In the next release of fr0st, it will use 64-bit buffers when rendering previews and thumbnails. This has increased rendering speed by about 10%.
Where does this speedup come from? It’s pretty simple: All math for the iterations is done in 64-bit no matter what. Therefore, when using a 32-bit buffer, flam3 has to cast from double to float and check for overflow at each iteration. In layman’s terms, you always calculate the fractal very precisely, but if you use a smaller buffer, you need to ’round’ the numbers to fit them into the available space, which makes the rendering process slower and less accurate.
There are some boundary conditions in which the compounded rounding error caused by using the smaller buffer creates a slight shift in color when changing opacity. This can be very visible when creating animations.

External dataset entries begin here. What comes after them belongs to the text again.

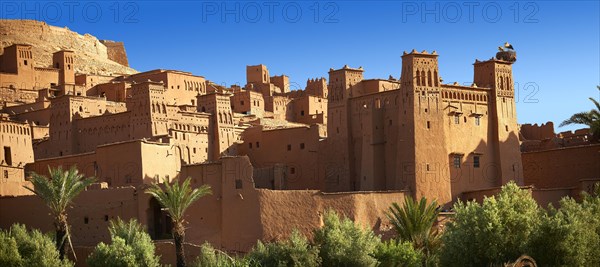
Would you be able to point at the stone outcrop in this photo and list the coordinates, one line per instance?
(91, 55)
(116, 52)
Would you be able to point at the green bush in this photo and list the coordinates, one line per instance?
(117, 254)
(494, 232)
(131, 246)
(393, 253)
(569, 236)
(9, 253)
(342, 243)
(295, 251)
(211, 257)
(19, 247)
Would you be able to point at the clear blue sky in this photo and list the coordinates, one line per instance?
(558, 42)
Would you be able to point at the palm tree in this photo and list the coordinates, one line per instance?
(58, 192)
(590, 118)
(414, 222)
(175, 199)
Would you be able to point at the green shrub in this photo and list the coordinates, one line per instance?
(9, 253)
(295, 251)
(393, 253)
(569, 236)
(211, 257)
(342, 243)
(130, 245)
(32, 248)
(494, 232)
(117, 254)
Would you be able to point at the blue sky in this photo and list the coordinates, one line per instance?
(558, 42)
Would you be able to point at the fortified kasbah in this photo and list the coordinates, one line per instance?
(276, 159)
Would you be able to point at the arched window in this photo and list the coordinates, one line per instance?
(429, 82)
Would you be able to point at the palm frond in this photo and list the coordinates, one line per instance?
(414, 222)
(176, 197)
(60, 189)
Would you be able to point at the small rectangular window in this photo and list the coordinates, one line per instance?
(456, 161)
(7, 155)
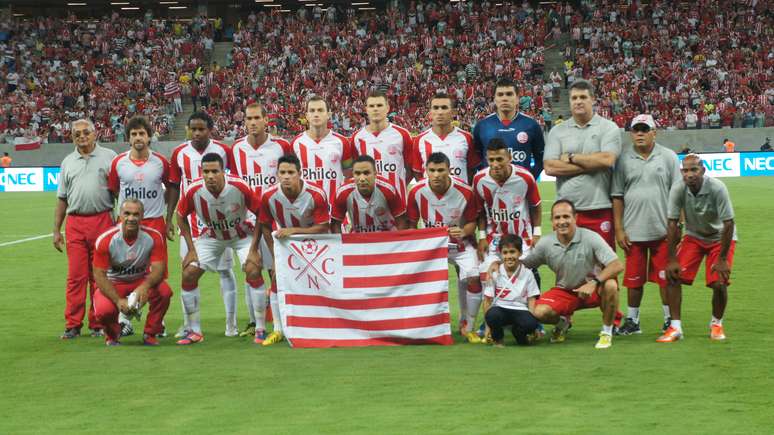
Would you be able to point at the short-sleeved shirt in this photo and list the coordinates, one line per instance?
(644, 185)
(573, 264)
(456, 207)
(375, 213)
(705, 211)
(143, 180)
(309, 208)
(587, 191)
(513, 292)
(127, 261)
(83, 181)
(390, 149)
(522, 135)
(457, 146)
(323, 162)
(507, 205)
(225, 215)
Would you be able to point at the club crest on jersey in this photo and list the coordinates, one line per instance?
(313, 263)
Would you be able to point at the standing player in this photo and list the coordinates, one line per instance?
(82, 196)
(581, 153)
(586, 269)
(511, 203)
(255, 161)
(373, 204)
(142, 174)
(711, 232)
(326, 156)
(185, 167)
(445, 138)
(388, 144)
(221, 203)
(294, 206)
(522, 135)
(642, 179)
(444, 201)
(131, 258)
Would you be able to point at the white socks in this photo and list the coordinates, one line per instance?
(474, 304)
(275, 312)
(258, 298)
(634, 314)
(191, 310)
(228, 291)
(249, 301)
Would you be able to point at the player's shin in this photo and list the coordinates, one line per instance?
(228, 292)
(257, 291)
(191, 299)
(474, 297)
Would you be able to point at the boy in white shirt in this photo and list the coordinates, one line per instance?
(510, 296)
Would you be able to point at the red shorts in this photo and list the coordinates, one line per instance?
(600, 221)
(565, 302)
(646, 261)
(690, 253)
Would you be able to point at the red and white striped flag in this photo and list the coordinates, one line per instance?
(364, 289)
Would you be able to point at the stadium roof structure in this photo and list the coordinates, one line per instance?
(171, 8)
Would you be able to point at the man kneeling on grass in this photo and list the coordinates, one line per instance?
(510, 296)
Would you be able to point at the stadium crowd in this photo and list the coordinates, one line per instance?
(56, 71)
(705, 64)
(692, 67)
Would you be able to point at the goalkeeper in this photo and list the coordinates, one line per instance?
(129, 264)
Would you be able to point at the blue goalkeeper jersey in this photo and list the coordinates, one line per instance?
(523, 136)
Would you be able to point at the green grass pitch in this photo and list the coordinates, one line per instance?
(229, 385)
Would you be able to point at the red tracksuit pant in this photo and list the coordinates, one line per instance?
(107, 311)
(81, 233)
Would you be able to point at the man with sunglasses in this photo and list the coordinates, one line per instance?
(642, 179)
(83, 197)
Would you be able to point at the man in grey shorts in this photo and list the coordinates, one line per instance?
(586, 269)
(642, 178)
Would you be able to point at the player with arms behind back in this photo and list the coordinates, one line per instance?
(441, 200)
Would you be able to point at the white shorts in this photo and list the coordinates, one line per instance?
(225, 262)
(267, 257)
(211, 251)
(466, 260)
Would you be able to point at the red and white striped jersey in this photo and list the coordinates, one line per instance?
(140, 179)
(366, 215)
(507, 205)
(454, 208)
(257, 166)
(186, 162)
(322, 162)
(185, 167)
(391, 149)
(457, 145)
(224, 216)
(309, 208)
(127, 261)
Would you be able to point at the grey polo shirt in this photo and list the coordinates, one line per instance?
(83, 181)
(573, 264)
(705, 211)
(587, 191)
(644, 185)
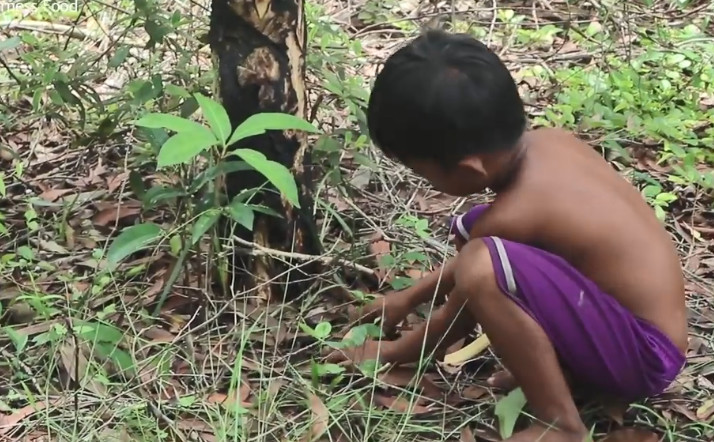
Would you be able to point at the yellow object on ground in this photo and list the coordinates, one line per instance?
(468, 352)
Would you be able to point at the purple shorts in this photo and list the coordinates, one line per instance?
(601, 343)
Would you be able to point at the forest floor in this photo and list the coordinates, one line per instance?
(83, 358)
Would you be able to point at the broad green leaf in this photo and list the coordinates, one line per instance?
(216, 116)
(278, 175)
(322, 330)
(260, 123)
(26, 253)
(203, 223)
(171, 122)
(131, 240)
(185, 146)
(121, 358)
(98, 332)
(136, 183)
(508, 409)
(10, 43)
(222, 168)
(242, 214)
(160, 193)
(175, 244)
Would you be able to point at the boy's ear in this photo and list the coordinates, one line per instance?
(474, 164)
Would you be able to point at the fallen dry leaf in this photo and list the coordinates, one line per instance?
(400, 404)
(631, 435)
(404, 376)
(94, 176)
(380, 248)
(705, 411)
(157, 334)
(467, 435)
(114, 182)
(416, 273)
(474, 392)
(76, 365)
(53, 194)
(113, 214)
(225, 400)
(8, 422)
(320, 418)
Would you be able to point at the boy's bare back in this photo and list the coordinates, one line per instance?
(567, 200)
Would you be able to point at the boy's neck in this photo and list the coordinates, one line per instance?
(509, 167)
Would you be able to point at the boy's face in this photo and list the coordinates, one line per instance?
(459, 180)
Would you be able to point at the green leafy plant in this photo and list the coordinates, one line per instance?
(193, 143)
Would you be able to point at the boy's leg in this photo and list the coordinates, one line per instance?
(523, 346)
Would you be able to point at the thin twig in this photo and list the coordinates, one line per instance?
(260, 250)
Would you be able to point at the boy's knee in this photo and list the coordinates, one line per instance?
(473, 269)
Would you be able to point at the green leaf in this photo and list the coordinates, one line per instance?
(131, 240)
(242, 214)
(121, 358)
(306, 329)
(260, 123)
(171, 122)
(222, 168)
(184, 146)
(203, 223)
(160, 193)
(175, 244)
(119, 57)
(278, 175)
(136, 183)
(98, 332)
(10, 43)
(216, 116)
(322, 330)
(19, 340)
(508, 409)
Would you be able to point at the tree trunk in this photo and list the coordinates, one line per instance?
(258, 51)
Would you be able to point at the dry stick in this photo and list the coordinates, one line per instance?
(261, 250)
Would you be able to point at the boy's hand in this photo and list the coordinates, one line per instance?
(391, 308)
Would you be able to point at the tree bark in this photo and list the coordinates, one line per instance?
(258, 48)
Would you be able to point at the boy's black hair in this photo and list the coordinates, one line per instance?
(443, 97)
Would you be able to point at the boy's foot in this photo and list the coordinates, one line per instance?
(541, 433)
(502, 380)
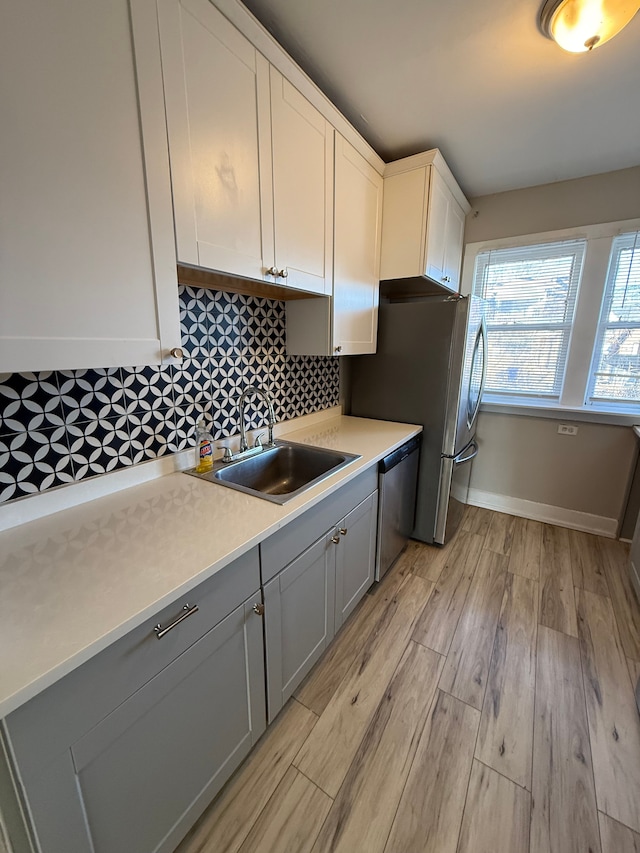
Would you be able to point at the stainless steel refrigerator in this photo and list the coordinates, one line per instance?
(429, 369)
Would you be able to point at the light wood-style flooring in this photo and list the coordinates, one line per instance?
(480, 700)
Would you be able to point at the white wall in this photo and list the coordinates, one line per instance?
(524, 465)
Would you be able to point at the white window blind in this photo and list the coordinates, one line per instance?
(531, 295)
(615, 368)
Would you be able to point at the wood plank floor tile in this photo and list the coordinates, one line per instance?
(505, 739)
(623, 597)
(500, 534)
(611, 711)
(362, 814)
(587, 562)
(634, 671)
(526, 548)
(557, 602)
(496, 814)
(227, 822)
(439, 620)
(466, 670)
(431, 559)
(476, 520)
(316, 690)
(430, 812)
(328, 752)
(292, 818)
(563, 807)
(617, 838)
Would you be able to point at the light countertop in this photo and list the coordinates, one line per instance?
(76, 581)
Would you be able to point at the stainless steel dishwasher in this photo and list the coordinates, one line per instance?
(397, 480)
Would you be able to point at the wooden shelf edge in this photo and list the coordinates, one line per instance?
(199, 277)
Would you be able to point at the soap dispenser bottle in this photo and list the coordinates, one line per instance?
(204, 448)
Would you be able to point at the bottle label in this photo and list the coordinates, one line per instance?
(206, 450)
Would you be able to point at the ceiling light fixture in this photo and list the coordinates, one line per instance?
(581, 25)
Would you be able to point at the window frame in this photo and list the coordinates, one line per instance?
(547, 250)
(573, 395)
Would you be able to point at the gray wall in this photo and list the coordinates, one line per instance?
(609, 197)
(524, 457)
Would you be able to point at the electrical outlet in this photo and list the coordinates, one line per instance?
(567, 429)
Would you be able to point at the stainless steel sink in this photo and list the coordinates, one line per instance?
(279, 473)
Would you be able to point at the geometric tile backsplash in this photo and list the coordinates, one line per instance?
(59, 427)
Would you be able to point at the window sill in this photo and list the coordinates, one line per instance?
(561, 413)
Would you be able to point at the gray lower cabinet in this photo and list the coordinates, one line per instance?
(355, 556)
(313, 578)
(136, 779)
(299, 619)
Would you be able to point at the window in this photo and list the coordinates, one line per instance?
(615, 372)
(531, 294)
(563, 320)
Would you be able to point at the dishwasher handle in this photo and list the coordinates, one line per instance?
(399, 455)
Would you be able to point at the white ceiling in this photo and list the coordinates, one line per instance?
(507, 107)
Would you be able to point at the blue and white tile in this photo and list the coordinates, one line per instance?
(34, 461)
(147, 388)
(92, 395)
(29, 401)
(99, 446)
(152, 433)
(192, 383)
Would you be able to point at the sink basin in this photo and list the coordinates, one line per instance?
(279, 473)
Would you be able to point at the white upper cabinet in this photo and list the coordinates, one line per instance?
(347, 324)
(251, 158)
(218, 119)
(302, 189)
(356, 267)
(423, 221)
(87, 265)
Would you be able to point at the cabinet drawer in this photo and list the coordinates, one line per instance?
(285, 545)
(84, 697)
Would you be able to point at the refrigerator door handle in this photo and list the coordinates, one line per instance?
(460, 459)
(481, 338)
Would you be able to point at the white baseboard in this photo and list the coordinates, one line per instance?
(548, 513)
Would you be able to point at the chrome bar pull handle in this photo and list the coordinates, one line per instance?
(187, 611)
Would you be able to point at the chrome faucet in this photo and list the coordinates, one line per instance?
(248, 391)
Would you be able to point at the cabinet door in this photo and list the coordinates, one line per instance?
(299, 619)
(356, 273)
(454, 239)
(217, 103)
(436, 243)
(445, 230)
(302, 142)
(140, 778)
(87, 262)
(355, 556)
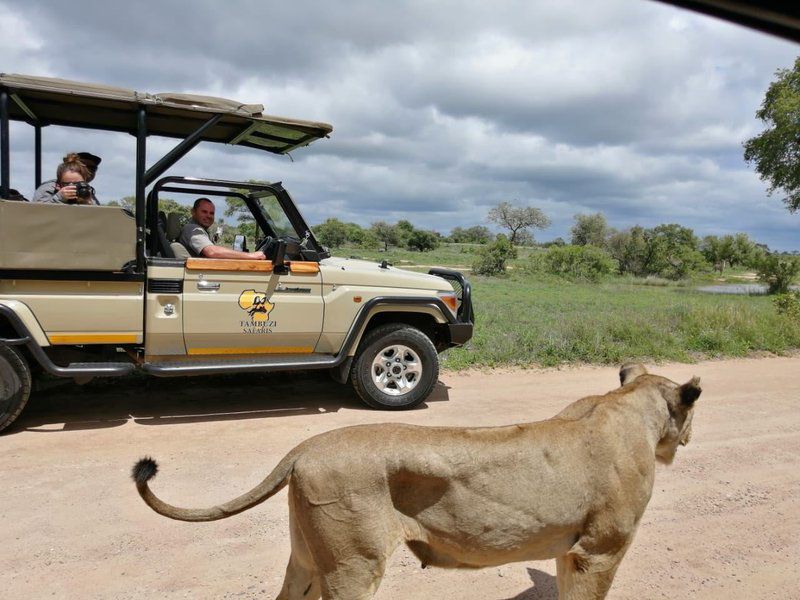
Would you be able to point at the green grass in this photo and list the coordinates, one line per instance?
(542, 320)
(529, 321)
(447, 255)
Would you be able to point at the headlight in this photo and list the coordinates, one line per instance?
(451, 301)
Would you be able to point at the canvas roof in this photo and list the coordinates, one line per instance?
(50, 101)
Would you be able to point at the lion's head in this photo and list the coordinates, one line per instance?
(680, 401)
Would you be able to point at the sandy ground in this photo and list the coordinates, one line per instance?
(724, 520)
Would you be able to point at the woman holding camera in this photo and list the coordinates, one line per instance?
(71, 185)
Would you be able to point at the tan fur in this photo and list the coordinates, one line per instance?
(573, 488)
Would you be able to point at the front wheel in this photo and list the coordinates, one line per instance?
(15, 385)
(395, 368)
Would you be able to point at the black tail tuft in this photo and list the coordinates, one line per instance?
(144, 470)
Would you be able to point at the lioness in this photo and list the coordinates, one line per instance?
(573, 488)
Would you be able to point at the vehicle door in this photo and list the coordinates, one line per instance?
(247, 307)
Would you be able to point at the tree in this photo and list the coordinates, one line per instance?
(776, 150)
(778, 272)
(630, 249)
(517, 219)
(590, 229)
(355, 233)
(332, 233)
(718, 251)
(492, 259)
(387, 234)
(422, 240)
(477, 234)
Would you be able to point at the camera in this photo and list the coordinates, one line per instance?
(83, 190)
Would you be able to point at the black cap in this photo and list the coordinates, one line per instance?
(96, 160)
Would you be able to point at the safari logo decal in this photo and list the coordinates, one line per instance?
(258, 307)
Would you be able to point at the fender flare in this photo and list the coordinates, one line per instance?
(429, 305)
(23, 321)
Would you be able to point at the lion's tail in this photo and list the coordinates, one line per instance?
(144, 470)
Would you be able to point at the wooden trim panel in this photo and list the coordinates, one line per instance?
(254, 266)
(218, 264)
(94, 338)
(253, 350)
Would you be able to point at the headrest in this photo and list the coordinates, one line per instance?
(174, 226)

The downside is of course double memory usage. But I still recommend to use a 64-bit buffer for rendering whenever possible. It’s worth sacrificing a bit of oversample to do so (as long as you never reduce it below 2!). If you’re rendering huge images where memory is at a premium, you might be forced to reduce the buffer to 32-bit, but I would only do that if the alternative was rendering in slices.
Thanks for all the great work on Fr0st absolutly love it! I am confused a bit though, what is so bad about rendering to slices?
Well, a fractal flame is an iterated function system. That means no matter how small the part of an image you’re rendering, you have to calculate all the points anyway, even if they’re off-screen. So when you render in slices, you have to recalculate the entire image once for each slice, so you lose a lot of rendering time. Therefore, it’s worth lowering your oversample or buffer size if it will make the whole render fit in memory.
Ok so there is just a loss in rendering time but no quality loss or anything like that. Sweet thanks man!